Skip to content
Official Blog of the AALS Section on Contracts

Futures Contracts for College Education

Since college and traditional student loans can be so expensive, why not create, in effect, “futures contracts” for post-college incomes? Ct-student-loan-debt-20150821

This relatively new and unknown funding idea is being tested by Purdue University in cooperation with financial services company Verno Education.  The loans are called “Income-share Agreements” or “ISAs.” Investors lend money to students in return for a certain percentage of the student’s future income for a set number of years. A few companies and NGOs in the United States are offering contracts on a limited, pilot basis, although the idea itself is not new: Economist Milton Friedman introduced the idea in the 1950s.

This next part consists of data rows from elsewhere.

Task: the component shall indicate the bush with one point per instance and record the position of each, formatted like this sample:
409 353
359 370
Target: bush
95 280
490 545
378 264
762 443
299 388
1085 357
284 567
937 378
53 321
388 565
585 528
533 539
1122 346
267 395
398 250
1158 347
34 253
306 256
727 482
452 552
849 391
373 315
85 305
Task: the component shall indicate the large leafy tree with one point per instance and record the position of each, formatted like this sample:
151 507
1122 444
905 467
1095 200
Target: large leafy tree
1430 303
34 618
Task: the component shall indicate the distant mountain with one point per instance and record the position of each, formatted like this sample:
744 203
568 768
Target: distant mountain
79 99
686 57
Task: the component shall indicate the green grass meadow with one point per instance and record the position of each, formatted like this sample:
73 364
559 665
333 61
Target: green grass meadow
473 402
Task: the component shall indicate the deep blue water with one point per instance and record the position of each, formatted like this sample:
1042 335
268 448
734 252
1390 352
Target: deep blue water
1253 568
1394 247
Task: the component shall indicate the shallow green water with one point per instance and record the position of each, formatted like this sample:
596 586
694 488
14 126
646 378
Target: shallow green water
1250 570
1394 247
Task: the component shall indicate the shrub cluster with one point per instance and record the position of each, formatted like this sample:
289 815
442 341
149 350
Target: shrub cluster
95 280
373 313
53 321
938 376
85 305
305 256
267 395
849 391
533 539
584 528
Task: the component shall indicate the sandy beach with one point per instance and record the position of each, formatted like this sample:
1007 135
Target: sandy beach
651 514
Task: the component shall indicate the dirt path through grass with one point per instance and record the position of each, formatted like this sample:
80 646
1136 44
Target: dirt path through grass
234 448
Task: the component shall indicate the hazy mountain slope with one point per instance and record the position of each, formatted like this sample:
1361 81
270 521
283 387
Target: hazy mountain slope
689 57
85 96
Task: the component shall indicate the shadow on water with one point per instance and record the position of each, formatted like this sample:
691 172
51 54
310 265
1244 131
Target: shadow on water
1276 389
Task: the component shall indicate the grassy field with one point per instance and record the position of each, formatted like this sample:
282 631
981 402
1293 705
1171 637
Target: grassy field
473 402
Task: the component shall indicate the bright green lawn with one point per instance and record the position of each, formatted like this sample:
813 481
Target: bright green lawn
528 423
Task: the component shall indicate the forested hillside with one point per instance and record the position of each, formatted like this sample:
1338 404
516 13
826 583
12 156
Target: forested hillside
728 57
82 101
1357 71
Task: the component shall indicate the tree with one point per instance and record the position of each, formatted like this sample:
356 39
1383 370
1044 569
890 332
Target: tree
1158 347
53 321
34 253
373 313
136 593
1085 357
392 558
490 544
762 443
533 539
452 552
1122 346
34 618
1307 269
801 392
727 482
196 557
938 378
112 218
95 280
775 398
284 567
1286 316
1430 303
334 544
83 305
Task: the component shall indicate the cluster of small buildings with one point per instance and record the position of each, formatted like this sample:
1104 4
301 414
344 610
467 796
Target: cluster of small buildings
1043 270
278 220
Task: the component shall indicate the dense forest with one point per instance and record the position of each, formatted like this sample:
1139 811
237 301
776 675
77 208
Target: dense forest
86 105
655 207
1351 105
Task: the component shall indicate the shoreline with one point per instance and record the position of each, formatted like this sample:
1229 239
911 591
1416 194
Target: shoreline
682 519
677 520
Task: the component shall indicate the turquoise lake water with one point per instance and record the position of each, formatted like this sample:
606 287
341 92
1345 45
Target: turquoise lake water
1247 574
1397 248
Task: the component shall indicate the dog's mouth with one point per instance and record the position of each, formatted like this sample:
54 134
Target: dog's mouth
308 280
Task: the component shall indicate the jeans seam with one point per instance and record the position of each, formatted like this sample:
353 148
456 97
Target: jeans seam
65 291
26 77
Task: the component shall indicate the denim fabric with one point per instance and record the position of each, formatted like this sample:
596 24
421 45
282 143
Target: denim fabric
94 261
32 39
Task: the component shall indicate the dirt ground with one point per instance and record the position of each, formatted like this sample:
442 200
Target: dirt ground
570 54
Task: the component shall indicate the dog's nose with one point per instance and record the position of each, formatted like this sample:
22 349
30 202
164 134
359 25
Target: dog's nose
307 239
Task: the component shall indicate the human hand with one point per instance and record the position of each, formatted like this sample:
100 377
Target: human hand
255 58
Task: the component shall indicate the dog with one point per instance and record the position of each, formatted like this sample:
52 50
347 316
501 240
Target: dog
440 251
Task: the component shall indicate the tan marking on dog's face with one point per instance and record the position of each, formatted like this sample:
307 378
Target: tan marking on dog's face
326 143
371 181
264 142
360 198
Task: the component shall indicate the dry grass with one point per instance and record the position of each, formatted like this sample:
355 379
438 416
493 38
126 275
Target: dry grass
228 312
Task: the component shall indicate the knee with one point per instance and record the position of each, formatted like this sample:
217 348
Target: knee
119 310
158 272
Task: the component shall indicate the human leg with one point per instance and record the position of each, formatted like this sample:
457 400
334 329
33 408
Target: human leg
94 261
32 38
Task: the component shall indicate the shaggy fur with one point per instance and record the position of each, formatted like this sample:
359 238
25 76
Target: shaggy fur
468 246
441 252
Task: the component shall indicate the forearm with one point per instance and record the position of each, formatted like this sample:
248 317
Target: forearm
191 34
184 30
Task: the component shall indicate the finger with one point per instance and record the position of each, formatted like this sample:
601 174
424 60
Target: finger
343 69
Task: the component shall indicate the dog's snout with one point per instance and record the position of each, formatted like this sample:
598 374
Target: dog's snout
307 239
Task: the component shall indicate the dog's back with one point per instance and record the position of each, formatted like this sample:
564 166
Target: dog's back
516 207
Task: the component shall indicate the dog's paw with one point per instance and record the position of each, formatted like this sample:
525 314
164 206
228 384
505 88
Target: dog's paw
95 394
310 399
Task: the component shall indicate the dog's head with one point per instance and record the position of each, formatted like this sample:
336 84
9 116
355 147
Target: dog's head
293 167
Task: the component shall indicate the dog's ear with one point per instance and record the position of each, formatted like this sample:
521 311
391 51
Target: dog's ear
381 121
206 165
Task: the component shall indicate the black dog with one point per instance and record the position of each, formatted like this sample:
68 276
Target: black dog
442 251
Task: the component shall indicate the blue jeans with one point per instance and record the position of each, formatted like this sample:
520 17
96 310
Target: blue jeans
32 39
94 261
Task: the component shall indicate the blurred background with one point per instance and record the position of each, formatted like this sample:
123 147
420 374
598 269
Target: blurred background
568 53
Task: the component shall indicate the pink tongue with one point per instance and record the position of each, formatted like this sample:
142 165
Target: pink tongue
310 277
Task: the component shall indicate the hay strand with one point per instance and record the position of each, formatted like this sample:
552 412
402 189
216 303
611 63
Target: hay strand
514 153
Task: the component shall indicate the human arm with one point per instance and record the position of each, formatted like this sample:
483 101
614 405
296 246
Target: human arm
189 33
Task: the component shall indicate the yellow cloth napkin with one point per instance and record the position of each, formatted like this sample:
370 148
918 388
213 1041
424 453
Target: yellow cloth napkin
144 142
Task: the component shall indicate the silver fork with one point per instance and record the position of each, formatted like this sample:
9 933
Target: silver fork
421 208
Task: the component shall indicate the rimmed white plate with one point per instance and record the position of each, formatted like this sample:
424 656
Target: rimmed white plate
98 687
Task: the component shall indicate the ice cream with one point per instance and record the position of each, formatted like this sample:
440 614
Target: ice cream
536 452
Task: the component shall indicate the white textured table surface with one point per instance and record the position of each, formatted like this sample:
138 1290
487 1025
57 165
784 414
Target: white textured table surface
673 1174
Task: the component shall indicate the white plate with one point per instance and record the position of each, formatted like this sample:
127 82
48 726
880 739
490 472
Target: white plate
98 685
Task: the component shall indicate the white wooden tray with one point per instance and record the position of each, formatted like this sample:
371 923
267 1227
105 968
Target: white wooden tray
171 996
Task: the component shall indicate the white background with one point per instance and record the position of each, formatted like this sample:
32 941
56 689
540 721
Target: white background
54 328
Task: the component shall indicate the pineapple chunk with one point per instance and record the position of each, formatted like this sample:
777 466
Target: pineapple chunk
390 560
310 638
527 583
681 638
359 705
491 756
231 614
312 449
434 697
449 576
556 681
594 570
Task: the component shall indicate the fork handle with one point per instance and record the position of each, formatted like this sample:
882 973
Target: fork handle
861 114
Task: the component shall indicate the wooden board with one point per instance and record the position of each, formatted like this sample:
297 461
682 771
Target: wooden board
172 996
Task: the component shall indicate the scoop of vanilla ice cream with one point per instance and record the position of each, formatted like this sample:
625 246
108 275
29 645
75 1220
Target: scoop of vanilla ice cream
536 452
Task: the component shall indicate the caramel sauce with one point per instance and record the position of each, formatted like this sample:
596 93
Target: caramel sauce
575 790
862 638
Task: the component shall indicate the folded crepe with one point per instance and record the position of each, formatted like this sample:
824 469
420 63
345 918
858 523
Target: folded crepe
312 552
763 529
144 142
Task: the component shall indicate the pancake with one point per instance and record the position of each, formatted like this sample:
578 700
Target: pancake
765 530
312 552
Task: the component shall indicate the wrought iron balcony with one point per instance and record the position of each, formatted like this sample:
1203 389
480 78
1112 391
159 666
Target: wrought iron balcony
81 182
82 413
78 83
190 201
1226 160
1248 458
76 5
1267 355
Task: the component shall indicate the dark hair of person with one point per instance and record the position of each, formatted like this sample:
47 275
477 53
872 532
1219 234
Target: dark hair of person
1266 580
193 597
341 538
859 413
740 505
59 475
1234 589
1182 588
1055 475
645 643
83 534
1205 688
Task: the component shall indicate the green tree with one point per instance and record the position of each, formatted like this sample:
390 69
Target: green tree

Purdue President Mitch Daniels has touted the idea, claiming that the loans “shift the risk of career shortcomings from student to investor: if the graduate earns less than expected, it is the investors who are disappointed; if the student decides to go off … to Nepal instead of working, the loss is entirely on the funding providers….” Voila, truly “debt-free-college” according to Daniels.

Not so fast. First, most college students of course end up finding a job. They will thus have to repay something. That something could easily be very expensive. For example, if a student borrowed $10,000 via a contract to repay 5% of her income for five years after graduation and ends up getting a $60,000 job, she or he will have to pay back $15,000 without compounded interest.

Student protections are currently poor. For example, there is no clarity as to whether the Fair Credit Reporting Act would apply. Further regulations of this area are necessary. Meanwhile, students will have to individually bargain these types of contracts very carefully.